"L'humanité parcourut un long chemin avant que les hommes ne soient en mesure, et éprouvent la nécessité, de créer des symboles purement relationnels. Mais, bien que cette manière de construire des symboles suppose une capacité à déployer des synthèses de portée relativement vaste ou, pour employer un langage plus familier, implique un pouvoir d'abstraction élevé, les énoncés les plus élémentaires que l'on peut formuler à son propos demeurent fort simples.
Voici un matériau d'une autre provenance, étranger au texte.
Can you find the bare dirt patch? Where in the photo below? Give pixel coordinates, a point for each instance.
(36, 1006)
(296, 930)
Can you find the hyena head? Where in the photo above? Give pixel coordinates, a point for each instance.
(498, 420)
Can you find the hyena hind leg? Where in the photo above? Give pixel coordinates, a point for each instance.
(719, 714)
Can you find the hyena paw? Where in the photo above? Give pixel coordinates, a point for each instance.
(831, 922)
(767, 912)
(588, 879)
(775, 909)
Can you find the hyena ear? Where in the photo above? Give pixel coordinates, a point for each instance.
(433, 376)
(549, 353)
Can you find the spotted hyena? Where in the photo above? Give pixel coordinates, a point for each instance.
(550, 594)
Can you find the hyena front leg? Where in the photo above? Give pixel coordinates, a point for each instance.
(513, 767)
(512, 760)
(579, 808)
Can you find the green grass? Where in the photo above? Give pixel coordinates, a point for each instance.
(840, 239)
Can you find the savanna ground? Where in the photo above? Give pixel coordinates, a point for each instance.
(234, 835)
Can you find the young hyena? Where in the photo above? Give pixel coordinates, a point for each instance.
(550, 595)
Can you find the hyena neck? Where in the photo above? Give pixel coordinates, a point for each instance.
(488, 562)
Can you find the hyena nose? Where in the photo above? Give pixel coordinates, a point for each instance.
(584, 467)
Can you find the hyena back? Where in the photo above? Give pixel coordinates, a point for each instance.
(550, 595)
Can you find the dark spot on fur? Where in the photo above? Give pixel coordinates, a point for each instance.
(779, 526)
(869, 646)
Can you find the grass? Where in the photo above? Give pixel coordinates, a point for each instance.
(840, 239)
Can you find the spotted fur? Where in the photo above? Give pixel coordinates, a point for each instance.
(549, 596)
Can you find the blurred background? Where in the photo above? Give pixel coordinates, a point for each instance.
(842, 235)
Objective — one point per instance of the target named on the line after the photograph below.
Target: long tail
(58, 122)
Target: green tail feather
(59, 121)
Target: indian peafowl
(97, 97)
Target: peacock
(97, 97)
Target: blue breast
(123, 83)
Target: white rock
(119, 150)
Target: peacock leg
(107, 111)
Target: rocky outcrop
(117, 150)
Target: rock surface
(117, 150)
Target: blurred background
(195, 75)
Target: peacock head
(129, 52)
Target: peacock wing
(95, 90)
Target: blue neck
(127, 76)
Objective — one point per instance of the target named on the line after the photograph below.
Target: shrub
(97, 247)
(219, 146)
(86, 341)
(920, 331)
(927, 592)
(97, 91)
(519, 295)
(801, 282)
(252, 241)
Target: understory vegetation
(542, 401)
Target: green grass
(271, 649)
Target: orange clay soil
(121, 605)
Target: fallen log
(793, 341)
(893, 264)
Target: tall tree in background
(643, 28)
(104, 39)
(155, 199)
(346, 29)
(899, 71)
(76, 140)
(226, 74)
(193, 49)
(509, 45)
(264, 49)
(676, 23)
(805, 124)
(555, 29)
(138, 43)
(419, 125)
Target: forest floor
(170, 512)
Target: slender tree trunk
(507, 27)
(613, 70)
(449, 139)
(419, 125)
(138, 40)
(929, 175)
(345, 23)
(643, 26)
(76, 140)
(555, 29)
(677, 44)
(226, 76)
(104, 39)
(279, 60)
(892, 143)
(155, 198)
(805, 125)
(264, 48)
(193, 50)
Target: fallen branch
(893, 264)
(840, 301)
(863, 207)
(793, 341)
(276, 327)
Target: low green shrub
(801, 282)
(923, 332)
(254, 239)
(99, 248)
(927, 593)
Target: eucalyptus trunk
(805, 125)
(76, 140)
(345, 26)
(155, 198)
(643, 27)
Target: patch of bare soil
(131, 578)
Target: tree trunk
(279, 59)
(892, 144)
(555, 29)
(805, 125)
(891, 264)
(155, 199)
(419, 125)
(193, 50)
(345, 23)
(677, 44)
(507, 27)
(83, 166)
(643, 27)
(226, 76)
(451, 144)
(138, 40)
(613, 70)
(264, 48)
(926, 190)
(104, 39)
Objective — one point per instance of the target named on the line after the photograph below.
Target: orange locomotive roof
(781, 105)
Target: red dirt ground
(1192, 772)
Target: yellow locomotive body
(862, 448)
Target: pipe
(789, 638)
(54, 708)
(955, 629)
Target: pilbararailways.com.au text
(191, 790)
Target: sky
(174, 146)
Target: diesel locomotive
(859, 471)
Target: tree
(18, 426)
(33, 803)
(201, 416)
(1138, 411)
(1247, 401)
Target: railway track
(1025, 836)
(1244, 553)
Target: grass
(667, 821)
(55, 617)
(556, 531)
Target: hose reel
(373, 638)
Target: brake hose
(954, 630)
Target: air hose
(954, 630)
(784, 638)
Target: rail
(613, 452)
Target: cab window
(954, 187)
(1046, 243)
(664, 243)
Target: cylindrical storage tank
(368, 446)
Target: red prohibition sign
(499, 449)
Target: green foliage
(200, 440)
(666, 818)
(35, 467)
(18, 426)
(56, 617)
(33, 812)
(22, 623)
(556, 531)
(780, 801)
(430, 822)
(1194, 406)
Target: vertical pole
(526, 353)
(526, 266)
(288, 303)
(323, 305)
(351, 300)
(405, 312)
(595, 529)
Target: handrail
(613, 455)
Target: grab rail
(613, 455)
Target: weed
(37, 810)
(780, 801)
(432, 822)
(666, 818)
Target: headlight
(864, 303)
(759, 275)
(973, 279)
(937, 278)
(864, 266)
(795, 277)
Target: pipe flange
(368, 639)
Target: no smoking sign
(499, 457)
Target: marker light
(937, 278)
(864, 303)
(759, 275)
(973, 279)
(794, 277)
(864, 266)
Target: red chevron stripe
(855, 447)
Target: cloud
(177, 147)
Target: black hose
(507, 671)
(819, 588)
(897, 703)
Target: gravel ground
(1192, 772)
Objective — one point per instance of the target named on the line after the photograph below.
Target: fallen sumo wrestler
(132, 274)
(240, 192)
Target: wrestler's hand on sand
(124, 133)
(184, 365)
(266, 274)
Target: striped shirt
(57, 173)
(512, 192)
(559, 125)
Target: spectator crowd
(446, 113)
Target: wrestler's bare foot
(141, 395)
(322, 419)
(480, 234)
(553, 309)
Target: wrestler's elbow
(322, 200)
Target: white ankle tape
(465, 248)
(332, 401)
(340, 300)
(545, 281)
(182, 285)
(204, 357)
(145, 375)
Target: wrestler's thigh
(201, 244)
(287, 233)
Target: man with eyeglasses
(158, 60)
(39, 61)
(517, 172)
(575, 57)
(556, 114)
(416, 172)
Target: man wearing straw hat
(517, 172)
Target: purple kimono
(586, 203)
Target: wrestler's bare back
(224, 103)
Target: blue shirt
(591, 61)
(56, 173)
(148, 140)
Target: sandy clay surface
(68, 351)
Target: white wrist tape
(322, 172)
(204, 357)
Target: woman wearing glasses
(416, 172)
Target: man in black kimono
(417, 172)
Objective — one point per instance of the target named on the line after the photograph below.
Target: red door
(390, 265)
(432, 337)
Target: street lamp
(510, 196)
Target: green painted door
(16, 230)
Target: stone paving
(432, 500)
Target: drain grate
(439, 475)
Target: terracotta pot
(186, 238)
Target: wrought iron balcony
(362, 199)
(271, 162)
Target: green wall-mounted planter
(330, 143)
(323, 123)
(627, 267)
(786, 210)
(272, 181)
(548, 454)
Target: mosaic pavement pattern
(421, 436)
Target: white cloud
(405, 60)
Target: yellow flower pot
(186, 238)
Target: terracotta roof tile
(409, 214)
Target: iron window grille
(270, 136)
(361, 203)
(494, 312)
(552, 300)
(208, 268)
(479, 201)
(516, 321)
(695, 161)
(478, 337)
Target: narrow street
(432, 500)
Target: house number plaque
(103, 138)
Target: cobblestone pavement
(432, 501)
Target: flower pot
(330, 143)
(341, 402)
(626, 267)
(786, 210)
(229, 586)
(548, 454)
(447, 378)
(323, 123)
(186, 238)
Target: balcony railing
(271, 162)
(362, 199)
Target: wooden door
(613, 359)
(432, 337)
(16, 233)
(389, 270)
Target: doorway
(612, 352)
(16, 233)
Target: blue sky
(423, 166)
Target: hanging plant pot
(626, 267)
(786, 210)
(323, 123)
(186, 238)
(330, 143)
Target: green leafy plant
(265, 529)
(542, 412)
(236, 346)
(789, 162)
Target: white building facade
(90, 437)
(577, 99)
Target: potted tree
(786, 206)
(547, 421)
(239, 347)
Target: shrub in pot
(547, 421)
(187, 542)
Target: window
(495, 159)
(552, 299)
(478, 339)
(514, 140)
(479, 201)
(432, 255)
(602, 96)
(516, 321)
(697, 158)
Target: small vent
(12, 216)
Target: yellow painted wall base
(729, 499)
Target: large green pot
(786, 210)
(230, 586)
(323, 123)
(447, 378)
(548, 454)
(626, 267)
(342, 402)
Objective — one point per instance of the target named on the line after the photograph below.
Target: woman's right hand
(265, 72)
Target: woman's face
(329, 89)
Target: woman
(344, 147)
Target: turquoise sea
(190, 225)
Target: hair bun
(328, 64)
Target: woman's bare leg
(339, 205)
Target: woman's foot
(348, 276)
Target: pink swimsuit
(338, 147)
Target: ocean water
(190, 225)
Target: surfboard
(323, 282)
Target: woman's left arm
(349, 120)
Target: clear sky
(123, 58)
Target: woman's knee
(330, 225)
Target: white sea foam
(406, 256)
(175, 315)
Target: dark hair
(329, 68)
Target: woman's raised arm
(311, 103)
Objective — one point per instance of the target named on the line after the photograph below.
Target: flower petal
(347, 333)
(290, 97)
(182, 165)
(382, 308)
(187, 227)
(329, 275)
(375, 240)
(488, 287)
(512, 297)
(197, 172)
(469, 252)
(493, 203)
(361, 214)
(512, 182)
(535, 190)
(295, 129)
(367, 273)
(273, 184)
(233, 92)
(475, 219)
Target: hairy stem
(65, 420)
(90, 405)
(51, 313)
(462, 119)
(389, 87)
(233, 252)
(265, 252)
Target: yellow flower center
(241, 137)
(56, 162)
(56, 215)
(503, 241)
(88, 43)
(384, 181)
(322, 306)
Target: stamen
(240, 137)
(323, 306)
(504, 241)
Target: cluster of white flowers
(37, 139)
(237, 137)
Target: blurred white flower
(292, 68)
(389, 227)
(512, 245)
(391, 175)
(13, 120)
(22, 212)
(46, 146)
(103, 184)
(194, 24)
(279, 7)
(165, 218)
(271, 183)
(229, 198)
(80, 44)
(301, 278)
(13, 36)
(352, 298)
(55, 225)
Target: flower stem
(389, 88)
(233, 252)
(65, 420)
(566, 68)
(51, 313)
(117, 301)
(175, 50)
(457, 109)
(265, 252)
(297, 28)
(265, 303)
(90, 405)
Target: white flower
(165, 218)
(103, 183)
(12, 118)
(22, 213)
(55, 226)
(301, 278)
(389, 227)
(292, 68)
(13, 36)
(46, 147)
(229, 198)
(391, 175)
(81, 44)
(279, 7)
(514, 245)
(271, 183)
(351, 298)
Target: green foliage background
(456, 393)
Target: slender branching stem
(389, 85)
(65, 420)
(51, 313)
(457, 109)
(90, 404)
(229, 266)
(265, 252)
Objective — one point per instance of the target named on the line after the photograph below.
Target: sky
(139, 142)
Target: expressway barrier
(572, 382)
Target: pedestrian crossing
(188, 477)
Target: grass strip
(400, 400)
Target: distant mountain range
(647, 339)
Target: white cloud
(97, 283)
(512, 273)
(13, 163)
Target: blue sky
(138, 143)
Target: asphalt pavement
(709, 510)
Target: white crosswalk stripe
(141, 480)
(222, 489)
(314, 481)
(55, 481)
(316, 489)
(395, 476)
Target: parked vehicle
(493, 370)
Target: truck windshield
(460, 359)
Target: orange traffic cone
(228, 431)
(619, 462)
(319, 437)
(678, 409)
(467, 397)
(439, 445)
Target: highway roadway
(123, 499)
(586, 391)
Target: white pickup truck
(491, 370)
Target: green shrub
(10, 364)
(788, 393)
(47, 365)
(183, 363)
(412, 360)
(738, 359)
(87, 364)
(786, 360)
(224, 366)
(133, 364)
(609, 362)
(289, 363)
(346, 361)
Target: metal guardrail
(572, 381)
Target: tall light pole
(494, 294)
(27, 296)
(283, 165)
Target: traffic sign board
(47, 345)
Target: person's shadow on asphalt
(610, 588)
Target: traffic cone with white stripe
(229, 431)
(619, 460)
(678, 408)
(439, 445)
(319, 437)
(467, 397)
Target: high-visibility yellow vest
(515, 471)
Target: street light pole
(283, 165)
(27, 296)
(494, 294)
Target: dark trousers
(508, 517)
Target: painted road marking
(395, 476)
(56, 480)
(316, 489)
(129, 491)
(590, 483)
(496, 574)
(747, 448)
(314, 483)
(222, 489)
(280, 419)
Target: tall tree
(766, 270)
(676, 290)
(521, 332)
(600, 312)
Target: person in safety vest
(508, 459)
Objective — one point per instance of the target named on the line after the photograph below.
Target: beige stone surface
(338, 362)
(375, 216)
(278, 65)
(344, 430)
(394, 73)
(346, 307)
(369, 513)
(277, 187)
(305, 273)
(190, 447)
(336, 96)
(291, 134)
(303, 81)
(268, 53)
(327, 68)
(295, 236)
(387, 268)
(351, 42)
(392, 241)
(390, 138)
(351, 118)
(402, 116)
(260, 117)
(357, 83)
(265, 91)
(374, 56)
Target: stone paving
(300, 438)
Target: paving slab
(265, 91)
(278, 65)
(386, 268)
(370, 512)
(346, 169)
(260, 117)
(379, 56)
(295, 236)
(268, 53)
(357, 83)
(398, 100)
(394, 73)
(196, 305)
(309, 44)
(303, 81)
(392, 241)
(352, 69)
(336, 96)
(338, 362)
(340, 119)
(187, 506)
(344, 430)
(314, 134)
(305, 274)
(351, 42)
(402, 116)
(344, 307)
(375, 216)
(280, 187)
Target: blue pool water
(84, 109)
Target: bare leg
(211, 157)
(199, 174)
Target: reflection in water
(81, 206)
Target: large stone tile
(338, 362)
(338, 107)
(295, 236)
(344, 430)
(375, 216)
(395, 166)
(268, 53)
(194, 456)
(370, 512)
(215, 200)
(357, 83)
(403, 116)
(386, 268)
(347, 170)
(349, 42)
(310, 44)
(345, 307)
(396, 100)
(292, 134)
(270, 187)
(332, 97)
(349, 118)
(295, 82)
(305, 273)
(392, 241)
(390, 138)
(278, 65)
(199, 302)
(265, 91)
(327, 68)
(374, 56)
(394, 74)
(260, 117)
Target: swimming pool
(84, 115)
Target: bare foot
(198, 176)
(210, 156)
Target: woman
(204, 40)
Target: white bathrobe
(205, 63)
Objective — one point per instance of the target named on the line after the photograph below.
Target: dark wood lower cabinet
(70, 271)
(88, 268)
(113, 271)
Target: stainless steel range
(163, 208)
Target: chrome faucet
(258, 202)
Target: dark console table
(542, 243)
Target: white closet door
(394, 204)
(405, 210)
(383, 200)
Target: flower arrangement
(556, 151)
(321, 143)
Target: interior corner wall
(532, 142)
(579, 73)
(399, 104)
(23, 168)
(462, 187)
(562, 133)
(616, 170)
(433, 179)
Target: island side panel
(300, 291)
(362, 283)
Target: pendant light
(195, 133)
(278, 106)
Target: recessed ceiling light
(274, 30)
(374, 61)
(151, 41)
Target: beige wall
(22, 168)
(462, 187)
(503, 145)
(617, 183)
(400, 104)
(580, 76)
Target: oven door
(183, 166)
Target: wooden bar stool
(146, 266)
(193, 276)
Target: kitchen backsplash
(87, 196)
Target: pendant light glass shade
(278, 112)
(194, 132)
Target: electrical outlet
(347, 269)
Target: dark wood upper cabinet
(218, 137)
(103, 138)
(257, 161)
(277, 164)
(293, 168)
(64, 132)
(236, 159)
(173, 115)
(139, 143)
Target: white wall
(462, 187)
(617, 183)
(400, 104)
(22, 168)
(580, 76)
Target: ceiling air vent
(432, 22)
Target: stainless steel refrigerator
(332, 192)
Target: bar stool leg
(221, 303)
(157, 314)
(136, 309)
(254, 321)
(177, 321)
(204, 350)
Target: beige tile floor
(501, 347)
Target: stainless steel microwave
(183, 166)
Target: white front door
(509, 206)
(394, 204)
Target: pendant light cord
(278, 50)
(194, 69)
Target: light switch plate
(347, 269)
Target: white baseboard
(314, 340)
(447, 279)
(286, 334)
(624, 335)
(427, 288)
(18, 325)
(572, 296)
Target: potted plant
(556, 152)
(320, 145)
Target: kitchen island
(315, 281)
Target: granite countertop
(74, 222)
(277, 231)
Si l'on pose deux fois deux pommes côte à côte, cela fait quatre pommes. Dans l'évolution de la société, il existe des stades où les hommes possèdent bien des symboles pour « quatre pommes », « quatre vaches », etc., mais ne disposent pas de symboles tels que « quatre », « cinq » ou « six » qui ne se rapportent à aucun objet spécifique et, précisément pour cette raison, peuvent être appliqués à une multitude d'objets différents. Ici se trouve la clef du mystère de l'applicabilité des mathématiques à des domaines d'objets si différents. À l'intérieur de tous ces domaines, il existe des relations spécifiques qui, par l'intermédiaire de mesures, peuvent être représentées par des symboles mathématiques purement relationnels. De purs symboles relationnels peuvent être, sur le papier par exemple, manipulés d'une manière toute différente que des relations entre des objets ou des personnes spécifiques. Mais le résultat de telles manipulations purement symboliques peut être transféré à des relations entre des objets ou entre des personnes spécifiques. Et il est peut-être possible de déterminer expérimentalement si les résultats obtenus grâce à la manipulation de purs symboles relationnels sont ou non confirmés lors de leur application à des relations spécifiques."
Norbert Elias, Du temps, 1984, tr. fr. Michèle Hulin, Fayard, p. 149-150.